Dans un pays
imaginaire plongé en plein réel, la compagnie des fées sent son corps occis,
mort.
Les dames
des contes de fée ont des comptes défaits et le dépôt de bilan n’est pas loin.
La compagnie
des fées, malgré tant de vicissitudes liées à une conjoncture déprimée, ne perd
pas espoir et s’accroche à ses baguettes quand bien même le pouvoir magique se
réduit à un simple effet placebo.
Pour autant,
Mélusine Henroute, la fée supérieure, y croit. Elle pressent un retournement de
la situation. On parle d’aides de l’état et surtout les taux à long terme
accusent une chute sans pareil. Il est peut-être tant d’emprunter pour
augmenter le capital : ah, vous aimez les taux, fées !
Ces
prévisions optimistes ont le mérite de booster toute la compagnie qui commence par
se transformer en SARL. On installe un organigramme précis et efficace. Mélusine,
gérante, nomme deux sous-fées dont la principale charge sera de négocier
avec un gouvernement formé de mages. On effectue un brainstorming pour décider
ce que les sous fées offrent aux mages : débours sains permettant de
compter sur roc fort !
Résultat :
la société des fées rachètera une manufacture textile qui périclite. Il s’agira
de prouver qu’elle est capable de maintenir l’emploi tout en évitant l’invasion
des capitaux chinois.
L’état gère
à partir de petits locaux situés dans des abers. L’odeur de l’amer imprègne les
ans bruns des services déconcentrés. On oriente les deux sous-fées vers le
local des aides à l’économie :
-
L’économie ?
Cet aber ci !
Nul répit
pour admirer la mer, point d’instant d’extase devant les remous salins :
il faut faire vite ! Les deux sous-fées exposent leur plan de
bataille : montant de l’aide requise, stratégie de relance qui s’appuie
sur une segmentation plus restreinte du marché : les dessous chics, de
luxe.
Le mage qui
rend au mage au keynésianisme voit d’un bon œil cette relance de l’activité
textile sous l’impulsion des aides étatiques et soutient gorge chaude. Il fait parapher par fées un contrat
parfait : aide de l’état et prêt bonifié contre maintien de main d’œuvre.
Le combat
commence. Le scepticisme envahit les ouvriers : est-ce que cette compagnie
crée mieux et a les vivacités (Halévy va citer ?) pour faire de nouveaux
paris ?
Or fées
osent en faire ! La production des dessous a le dessus sur la concurrence.
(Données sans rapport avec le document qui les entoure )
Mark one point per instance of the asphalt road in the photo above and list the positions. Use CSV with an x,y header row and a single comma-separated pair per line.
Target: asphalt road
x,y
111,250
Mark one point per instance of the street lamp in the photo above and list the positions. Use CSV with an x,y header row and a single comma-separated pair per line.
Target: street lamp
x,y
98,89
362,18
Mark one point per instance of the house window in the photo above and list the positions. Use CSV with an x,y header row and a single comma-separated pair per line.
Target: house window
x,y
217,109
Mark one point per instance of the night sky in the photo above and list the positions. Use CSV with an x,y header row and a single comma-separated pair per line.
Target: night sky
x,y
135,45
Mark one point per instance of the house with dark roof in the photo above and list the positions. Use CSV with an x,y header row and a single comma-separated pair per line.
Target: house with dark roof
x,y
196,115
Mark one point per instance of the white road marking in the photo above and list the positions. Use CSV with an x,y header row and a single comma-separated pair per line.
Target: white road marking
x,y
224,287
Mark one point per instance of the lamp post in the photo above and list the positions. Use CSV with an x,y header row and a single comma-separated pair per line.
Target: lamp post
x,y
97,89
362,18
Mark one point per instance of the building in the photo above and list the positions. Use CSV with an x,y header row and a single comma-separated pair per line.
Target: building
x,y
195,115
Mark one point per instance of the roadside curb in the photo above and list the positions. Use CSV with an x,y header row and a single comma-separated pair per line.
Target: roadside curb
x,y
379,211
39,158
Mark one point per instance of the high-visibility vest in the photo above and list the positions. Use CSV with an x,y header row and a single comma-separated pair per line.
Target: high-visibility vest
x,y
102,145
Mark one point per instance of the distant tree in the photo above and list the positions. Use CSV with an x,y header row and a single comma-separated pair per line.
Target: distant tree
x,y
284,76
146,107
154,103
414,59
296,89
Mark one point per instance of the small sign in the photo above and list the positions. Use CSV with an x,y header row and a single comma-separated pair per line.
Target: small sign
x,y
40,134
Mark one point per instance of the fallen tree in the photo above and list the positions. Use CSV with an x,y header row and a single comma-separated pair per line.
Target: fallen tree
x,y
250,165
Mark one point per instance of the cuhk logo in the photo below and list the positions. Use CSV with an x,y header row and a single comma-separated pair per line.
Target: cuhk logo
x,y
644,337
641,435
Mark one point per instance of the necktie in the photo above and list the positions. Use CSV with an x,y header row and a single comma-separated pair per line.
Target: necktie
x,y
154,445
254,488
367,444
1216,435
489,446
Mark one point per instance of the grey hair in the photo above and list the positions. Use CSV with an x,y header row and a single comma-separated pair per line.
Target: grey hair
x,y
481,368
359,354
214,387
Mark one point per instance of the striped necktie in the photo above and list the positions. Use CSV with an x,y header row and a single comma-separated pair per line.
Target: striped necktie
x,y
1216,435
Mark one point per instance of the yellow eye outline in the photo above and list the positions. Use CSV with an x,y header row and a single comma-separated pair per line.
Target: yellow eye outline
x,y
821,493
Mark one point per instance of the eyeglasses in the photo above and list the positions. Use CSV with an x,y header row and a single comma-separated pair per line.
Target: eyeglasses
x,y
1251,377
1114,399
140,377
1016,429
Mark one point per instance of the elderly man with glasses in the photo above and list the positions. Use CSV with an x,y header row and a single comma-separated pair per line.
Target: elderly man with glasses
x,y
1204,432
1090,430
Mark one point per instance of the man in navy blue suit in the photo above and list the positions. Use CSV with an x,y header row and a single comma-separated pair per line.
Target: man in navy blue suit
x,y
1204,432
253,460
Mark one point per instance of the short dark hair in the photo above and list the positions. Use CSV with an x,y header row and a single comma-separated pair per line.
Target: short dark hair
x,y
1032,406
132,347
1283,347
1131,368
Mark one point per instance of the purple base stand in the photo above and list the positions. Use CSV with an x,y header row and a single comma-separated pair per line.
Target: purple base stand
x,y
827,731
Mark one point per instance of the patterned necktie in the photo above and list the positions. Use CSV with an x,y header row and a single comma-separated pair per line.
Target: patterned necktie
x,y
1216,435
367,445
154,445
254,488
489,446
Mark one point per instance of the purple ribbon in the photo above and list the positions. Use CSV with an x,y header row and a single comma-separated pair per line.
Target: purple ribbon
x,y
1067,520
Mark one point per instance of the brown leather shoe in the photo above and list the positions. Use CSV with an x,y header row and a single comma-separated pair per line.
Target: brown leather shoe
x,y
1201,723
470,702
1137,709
La crainte initiale de ne pas voir dans les fées la capacité de supporter des
faix se défait : plus jamais la présence de fées n’est hantise !
La gamme
« trop-fée ! » gagne des parts de marché !
La
concurrence décline et des efforts faits par ces fées paie les forfaits.
Mélusine
rachète la concurrence et crée de nouvelles fabriques.
C’est alors
que l’état décide de donner un coup de pouce à l’intégration des handicapés
dans les entreprises. Un quota de 6% de travailleurs handicapés (par rapport à
l’effectif total) est exigé. A défaut, l’entreprise devra verser une amende à
l’"âgé flippe", une association qui vient en aide aux seniors sans
travail.
La sous-fée
Elvire Jamépersone, la plus laide des
deux mais néanmoins (nez en moins) DRH de service, se plie à la nouvelle règle.
Elle embauche des nains (le nanisme étant répertorié dans la liste des
handicaps) et les forme avec bienveillance.
L’histoire
se termine donc par ce très navrant calembour :
Au travail laide sous-fée mit nains.